— Извини, но я не леди!
— Тогда молчи. Я всё сделаю сама.
— Господи боже…
Знала бы ты, Марта, что самым счастливым моментом того вечера было снять с себя это платье, эту личину, которой я не мог, не хотел соответствовать. А всё внутри меня изнывало от возмущения и претило начисто даже игривым попыткам придать моей личности женских черт.
Но я должен признать, что бывало ловил себя на мысли, как некоторые «дамские» штучки всё же доставляли мне удовольствие.
Например, когда ты подпиливала и полировала мои ногти, и после они блестели розовым жемчугом, похожие на гладкие лепестки цветов. Когда я варил тебе суп-пюре из картофеля и грибов и потом кормил с ложечки будто заботливая матушка своё дитя.

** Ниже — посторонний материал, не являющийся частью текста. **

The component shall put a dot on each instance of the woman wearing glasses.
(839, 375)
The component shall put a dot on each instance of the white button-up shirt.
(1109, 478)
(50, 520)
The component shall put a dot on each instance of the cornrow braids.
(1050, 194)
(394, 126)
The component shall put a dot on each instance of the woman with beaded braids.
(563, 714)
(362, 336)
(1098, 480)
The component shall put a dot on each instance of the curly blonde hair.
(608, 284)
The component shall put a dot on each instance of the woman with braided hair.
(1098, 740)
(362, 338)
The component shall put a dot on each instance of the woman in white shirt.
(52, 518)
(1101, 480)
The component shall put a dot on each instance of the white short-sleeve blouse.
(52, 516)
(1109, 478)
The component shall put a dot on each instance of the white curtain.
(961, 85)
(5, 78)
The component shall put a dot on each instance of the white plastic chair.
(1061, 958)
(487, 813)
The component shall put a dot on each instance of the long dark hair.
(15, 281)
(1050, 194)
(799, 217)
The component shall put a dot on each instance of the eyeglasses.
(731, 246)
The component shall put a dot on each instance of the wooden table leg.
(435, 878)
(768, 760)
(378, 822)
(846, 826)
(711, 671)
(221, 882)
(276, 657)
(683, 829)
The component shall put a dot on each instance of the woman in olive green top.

Каждая такая мелочь делала меня чуточку нежнее. Будто раздвигались границы заданных гендерных ролей, и это только сближало нас.
С тобой я разучился скупиться на нежность. Я перестал её бояться, как иногда боятся некоторые мужчины выглядеть подозрительно хлипкими. Наоборот. Закутывая тебя в одеяло, одевая твои промерзшие стопы в шерстяные носки, я ощущал огромную, чуткую силу, почти всемогущество, сравнимое разве что с силой бога. Хотя это ты была моей богиней.
И я подчинялся твоей воле.
— Джей, можно я накрашу тебе ресницы?
— Нет, Марта. Даже не вздумай.
— Я совсем чуть-чуть! И тут же смоем. Пожалуйста…
— Ладно. Но только один глаз.
Вспоминая это теперь, я спрашиваю себя: для чего ты выдумывала все эти проказы? Чем они были для тебя?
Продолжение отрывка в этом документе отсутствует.